- Type: Sedimentary
- Sub-units: see text
- Underlies: Mesaverde Formation
- Overlies: Frontier Formation
- Thickness: 500-1000 m

Lithology
- Primary: shale

Location
- Region: Montana folded belt province, Central Montana uplift, Big Horn basin, Powder River basin, Wind River basin
- Country: United States
- Extent: Wyoming, Idaho, Montana

Type section
- Named for: Cody, Wyoming
- Named by: C. T. Lupton, 1916

= Cody Shale =

Geologic formation in the United States

The Cody Shale is a Late Cretaceous geologic formation. It is mapped in Wyoming, Idaho, and Montana.

The formation is described by W.G. Pierce as follows: upper part is buff, sandy shale and thinly laminated buff sandstone; lower part is dark gray, thin-bedded marine shale.

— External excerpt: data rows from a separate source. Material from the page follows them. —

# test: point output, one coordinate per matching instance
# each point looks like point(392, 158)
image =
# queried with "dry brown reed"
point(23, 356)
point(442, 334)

The formation is divided into many members that vary regionally. Alphabetically:

- Ardmore Bentonite Beds (WY)
- Belle Fourche Member (MT, WY)
- Carlile Member (MT, WY)
- Claggett Member (MT, WY)
- Eldridge Creek Member (MT)
- Gammon Ferruginous Member (MT, WY)
- Greenhorn Calcareous Member (MT)
- Niobrara Member (MT, WY)
- Sage Breaks Member (WY)
- Shannon Sandstone Member (MT, WY)
- Steele Member (WY)
- Sussex Sandstone Member (WY)
- Telegraph Creek Member (MT, WY)
- Wallace Creek Tongue (WY)

Certain members rise to formation rank in other areas; for example, the Greenhorn is classified as a formation in a number of states, particularly in Colorado and Kansas.